Esa identidad lo convierte en una figura coherente, incluso admirable para amplios sectores de la izquierda tradicional. Pero también delimita su alcance electoral. Cepeda es un candidato fuerte en términos simbólicos y morales, pero en una segunda vuelta presidencial su proyecto encuentra límites claros. Su narrativa interpela a la memoria y a la conciencia, pero tiene dificultades para traducirse en mayorías amplias en un país cansado de la confrontación ideológica permanente.

Ahí aparece la paradoja del progresismo. Si bien Cepeda encarna con fidelidad la historia y la ética de la izquierda, no parece ser la llave para ganar una elección presidencial en segunda vuelta. Y es justamente en ese punto donde emerge Roy Barreras como una figura funcional al poder real. Roy lo sabe. Y lo sabe también el patriarca del progresismo colombiano: Gustavo Petro.

Petro necesitará, con urgencia, un presidente que lo proteja, que garantice gobernabilidad y que sepa moverse en el terreno de los acuerdos. En esa ecuación, Petro necesita mucho más a Roy que a Cepeda. El centro pragmático, flexible y negociador resulta más útil que una izquierda ideológica, rígida y testimonial.

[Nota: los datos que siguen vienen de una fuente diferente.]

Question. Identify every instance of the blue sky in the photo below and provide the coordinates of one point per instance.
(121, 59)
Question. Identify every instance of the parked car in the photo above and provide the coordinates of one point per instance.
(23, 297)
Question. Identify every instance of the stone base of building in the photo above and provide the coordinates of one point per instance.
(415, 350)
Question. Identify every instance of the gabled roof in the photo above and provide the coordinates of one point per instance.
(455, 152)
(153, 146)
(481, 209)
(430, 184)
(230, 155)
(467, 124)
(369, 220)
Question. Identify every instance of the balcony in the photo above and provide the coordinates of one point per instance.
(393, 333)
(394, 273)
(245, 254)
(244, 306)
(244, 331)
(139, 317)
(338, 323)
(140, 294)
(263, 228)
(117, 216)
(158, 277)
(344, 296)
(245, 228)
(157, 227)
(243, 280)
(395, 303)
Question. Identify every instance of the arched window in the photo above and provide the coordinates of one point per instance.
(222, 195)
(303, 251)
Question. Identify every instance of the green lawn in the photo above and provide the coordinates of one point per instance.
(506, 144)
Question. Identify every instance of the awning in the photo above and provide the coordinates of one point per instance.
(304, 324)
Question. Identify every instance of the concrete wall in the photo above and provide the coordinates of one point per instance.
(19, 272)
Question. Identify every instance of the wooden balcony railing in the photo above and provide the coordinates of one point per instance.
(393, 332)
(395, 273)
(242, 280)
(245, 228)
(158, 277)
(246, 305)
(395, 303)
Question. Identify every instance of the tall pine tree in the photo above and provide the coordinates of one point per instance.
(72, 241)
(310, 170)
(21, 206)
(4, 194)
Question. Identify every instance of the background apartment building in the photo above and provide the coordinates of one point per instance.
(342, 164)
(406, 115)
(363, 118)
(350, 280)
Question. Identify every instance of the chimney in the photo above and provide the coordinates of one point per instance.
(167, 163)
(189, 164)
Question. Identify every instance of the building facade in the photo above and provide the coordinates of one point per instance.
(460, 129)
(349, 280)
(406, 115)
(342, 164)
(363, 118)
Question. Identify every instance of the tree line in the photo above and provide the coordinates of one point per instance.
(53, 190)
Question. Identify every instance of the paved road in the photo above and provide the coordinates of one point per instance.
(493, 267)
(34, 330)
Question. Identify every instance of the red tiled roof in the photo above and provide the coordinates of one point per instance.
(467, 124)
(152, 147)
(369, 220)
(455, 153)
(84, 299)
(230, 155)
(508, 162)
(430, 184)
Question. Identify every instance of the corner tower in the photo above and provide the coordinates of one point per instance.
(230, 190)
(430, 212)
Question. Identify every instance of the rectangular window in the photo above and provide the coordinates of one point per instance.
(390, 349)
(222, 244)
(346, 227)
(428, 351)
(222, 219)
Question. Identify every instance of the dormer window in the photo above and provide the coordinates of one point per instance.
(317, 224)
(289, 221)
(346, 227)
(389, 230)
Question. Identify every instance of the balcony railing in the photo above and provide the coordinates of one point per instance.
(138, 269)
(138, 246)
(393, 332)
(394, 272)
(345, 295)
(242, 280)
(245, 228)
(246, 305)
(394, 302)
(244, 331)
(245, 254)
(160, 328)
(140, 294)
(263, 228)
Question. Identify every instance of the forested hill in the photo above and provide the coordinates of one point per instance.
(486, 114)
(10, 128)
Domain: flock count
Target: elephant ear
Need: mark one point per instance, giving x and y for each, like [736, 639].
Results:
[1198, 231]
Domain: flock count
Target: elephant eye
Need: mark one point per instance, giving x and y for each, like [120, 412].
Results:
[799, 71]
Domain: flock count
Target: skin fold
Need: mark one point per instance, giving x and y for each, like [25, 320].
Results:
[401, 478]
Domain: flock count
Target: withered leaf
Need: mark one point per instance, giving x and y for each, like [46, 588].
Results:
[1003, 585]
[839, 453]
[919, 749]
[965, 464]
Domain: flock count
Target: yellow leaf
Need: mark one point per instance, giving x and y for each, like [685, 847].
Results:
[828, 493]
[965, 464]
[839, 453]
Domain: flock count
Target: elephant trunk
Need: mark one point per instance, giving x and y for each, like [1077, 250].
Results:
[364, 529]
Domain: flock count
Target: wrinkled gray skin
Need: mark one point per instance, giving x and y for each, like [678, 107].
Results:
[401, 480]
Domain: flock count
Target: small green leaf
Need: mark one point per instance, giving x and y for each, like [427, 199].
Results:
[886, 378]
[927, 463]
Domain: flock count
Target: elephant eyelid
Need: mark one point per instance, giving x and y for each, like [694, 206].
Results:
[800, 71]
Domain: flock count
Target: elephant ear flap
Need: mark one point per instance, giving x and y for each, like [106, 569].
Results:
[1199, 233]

Del otro lado, Sergio Fajardo enfrenta el mejor momento de su vida política. Nunca antes las circunstancias le habían sido tan favorables. Una derecha debilitada y atomizada lo pone, por primera vez, con una posibilidad real de pasar a segunda vuelta. Y en ese escenario, Fajardo se vuelve enormemente competitivo: gran parte de la derecha votaría por él para evitar el triunfo de cualquier candidato cercano a Petro.

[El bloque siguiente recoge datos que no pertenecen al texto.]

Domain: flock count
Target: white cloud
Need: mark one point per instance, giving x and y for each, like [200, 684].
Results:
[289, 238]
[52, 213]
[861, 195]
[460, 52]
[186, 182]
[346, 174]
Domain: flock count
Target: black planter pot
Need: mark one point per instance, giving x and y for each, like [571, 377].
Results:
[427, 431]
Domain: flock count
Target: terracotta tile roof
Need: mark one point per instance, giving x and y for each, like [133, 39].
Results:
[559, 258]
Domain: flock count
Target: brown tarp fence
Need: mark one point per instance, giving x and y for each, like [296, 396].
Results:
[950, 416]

Fajardo no despierta odios profundos ni pasiones desbordadas. Y en un país exhausto de la polarización, esa tibieza aparente puede convertirse en fortaleza. Representa una salida tranquila, una transición sin sobresaltos, una apuesta por bajar el tono sin desmontar el sistema.

“Nunca antes había tenido el centro tanta oportunidad de gobernar a Colombia”. La frase circula con fuerza. Pero la pregunta decisiva no es si el centro gobernará, sino cuál centro lo hará.

¿El centro académico de Fajardo, que cree en la pedagogía, en la decencia y en el ejemplo moral?
¿O el centro pragmático de Roy, que entiende que el poder se ejerce negociando, acordando y cediendo?

Entre Roy y Fajardo no solo se juega una candidatura. Se juega una definición de centro y, con ella, una idea de país.